BERITA UTAMA

Tergilas Mesin, PMI Asal Gegerbitung Sukabumi Meninggal di Korea

×

Tergilas Mesin, PMI Asal Gegerbitung Sukabumi Meninggal di Korea

Sebarkan artikel ini
PMI Asal Gegerbitung Meninggal di Korea
Jenazah PMI, Abdul Haris Nasrudin (29), saat tiba di rumah duka, tepatnya di Kampung Cijawati, RT 13/RW 05, Desa Karangjaya, Kecamatan Gegerbitung, Kabupaten Sukabumi

SUKABUMI – Nasib nahas menimpa seorang Pekerja Migran Indonesia (PMI), Abdul Haris Nasrudin (29), asal warga Kampung Cijawati, RT 13/RW 05, Desa Karangjaya, Kecamatan Gegerbitung, Kabupaten Sukabumi, dikabarkan meninggal dunia setelah mengalami kecelakaan kerja di Negara Korea Selatan.

Pejabat Fungsional Pengantar Kerja Ahli Muda pada Dinas Tenga Kerja dan Transmigras (Disnakertrans) Kabupaten Sukabumi, Elly Widianingsih kepada Radar Sukabumi mengatakan, korban yang diketahui baru bekerja selama lima bulan di Negara Korea ini, mengalami kecelakaan saat bekerja di sektor formal di sebuah pabrik industri pengolahan.

Bank bjb Tandamata

“Pabrik tempat bekerja almarhum tersebut, bergerak di bidang manufaktur,” kata Elly kepada Radar Sukabumi pada Kamis (06/11).

Menurut Elly, kecelakaan terjadi saat Abdul Haris mengoperasikan mesin baru yang belum familiar baginya.

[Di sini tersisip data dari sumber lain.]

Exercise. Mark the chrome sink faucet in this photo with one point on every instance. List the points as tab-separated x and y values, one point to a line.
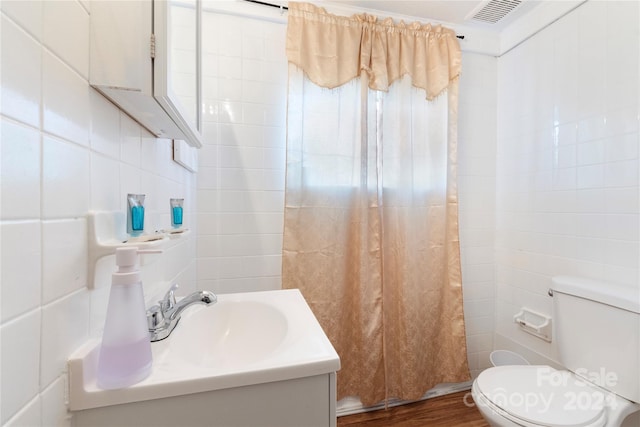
164	317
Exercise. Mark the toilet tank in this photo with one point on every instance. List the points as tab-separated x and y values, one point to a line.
597	332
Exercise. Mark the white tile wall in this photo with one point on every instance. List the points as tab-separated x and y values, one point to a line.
66	150
241	169
567	160
477	204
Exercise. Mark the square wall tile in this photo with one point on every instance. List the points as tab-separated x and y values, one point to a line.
64	258
105	126
65	97
20	165
66	33
20	348
66	179
105	183
54	404
21	74
130	140
21	260
65	327
27	14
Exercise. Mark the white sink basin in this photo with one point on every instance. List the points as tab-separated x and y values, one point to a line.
229	334
243	339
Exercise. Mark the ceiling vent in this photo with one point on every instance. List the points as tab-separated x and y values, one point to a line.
495	10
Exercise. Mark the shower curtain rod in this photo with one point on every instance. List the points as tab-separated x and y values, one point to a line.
286	8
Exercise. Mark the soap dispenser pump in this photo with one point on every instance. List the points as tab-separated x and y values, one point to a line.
125	353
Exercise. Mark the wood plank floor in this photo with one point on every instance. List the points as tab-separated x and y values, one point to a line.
443	411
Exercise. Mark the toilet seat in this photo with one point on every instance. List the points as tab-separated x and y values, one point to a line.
541	396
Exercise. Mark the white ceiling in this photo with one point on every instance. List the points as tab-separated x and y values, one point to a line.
457	12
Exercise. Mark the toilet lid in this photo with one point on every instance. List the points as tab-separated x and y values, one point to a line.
542	395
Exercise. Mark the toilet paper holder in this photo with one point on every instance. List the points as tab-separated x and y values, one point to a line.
534	323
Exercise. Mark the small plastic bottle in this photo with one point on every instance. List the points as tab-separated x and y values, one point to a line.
125	355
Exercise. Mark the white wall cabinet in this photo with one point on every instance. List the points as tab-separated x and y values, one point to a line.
145	57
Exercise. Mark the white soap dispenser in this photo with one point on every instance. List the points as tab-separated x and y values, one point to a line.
125	354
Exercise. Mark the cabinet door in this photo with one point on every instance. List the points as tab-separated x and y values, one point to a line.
177	60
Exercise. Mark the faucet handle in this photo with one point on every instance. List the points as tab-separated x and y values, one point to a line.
155	317
169	299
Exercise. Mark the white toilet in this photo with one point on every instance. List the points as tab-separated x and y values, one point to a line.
597	333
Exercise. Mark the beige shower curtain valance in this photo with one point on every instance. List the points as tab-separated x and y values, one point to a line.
322	45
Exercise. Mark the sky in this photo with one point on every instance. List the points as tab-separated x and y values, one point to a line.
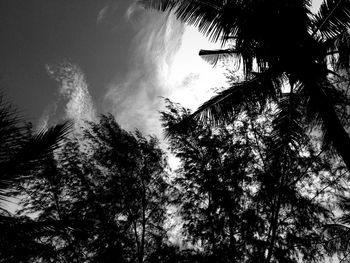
78	59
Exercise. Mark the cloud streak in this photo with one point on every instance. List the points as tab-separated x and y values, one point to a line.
74	101
164	62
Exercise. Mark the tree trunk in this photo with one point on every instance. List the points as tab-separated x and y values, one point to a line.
336	132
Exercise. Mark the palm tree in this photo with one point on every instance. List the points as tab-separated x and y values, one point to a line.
21	153
278	42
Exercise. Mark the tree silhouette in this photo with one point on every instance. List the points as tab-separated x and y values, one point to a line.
278	42
247	195
113	182
21	153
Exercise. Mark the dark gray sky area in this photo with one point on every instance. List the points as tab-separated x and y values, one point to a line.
37	32
79	58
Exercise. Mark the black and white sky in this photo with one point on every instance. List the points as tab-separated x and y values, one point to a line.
79	58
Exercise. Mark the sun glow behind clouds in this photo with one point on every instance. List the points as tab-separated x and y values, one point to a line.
191	80
164	62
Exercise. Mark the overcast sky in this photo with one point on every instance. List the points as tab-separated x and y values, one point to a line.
80	58
77	59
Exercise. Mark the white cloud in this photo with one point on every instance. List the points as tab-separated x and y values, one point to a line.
164	63
73	99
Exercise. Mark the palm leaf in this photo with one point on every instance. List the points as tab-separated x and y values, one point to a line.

Saat itu, rekan-rekannya yang lain telah pulang, sementara ia tetap diminta lembur. Karena kurangnya pemahaman tentang pengoperasian mesin baru tersebut, Abdul Haris terhisap dan sebagian tubuhnya terjepit mesin, dari perut hingga ke bawah, sementara kaki dan kepala terhisap oleh mesin.

“Korban kemungkinan belum sepenuhnya memahami cara mengoperasikan mesin tersebut. Ini juga mengingatkan kita akan pentingnya sertifikasi bagi pekerja yang mengoperasikan mesin, seperti yang diatur dalam Perpres baru-baru ini,” jelas Elly.

“Peristiwa tragis itu terjadi pada Rabu, 9 Oktober 2024, saat Abdul Haris bekerja pada hari libur untuk lembur. Kecelakaan tersebut menyebabkan ia meninggal dunia di tempat,” timpalnya.

Jenazah Abdul Haris kemudian dipulangkan ke tanah air pada 18 Oktober 2024 malam. Ia diantarkan dari Bandara Soekarno-Hatta oleh LTSA PMI Provinsi Jawa Barat, bersama P4MI dan Disnakertrans Kabupaten Sukabumi, menuju rumah duka di Kampung Cijawati, RT 13/RW 05, Desa Karangjaya, Kecamatan Gegerbitung, Kabupaten Sukabumi.

Elly mengungkapkan, bahwa informasi awal tentang kejadian ini diperoleh dari keluarga korban melalui pesan WhatsApp yang mengkonfirmasi kabar duka tersebut. Setelah itu, pihaknya berkoordinasi dengan berbagai instansi terkait, termasuk Kementerian Luar Negeri, P4MI, dan BP3MI untuk memastikan kepulangan jenazah dan hak-hak keluarga korban.

Berdasarkan informasi yang diperoleh, sambung Elly, pada 26 Juni 2024 lalu, KBRI Seoul menerima laporan dari polisi daerah Uijeongbu, Provinsi Gyeonggi-do, bahwa seorang PMI dengan visa berjenis E-9, atas nama Abdul Haris Nasrudin dengan nomor Paspor E3577344 meninggal dunia di Uijeongbu.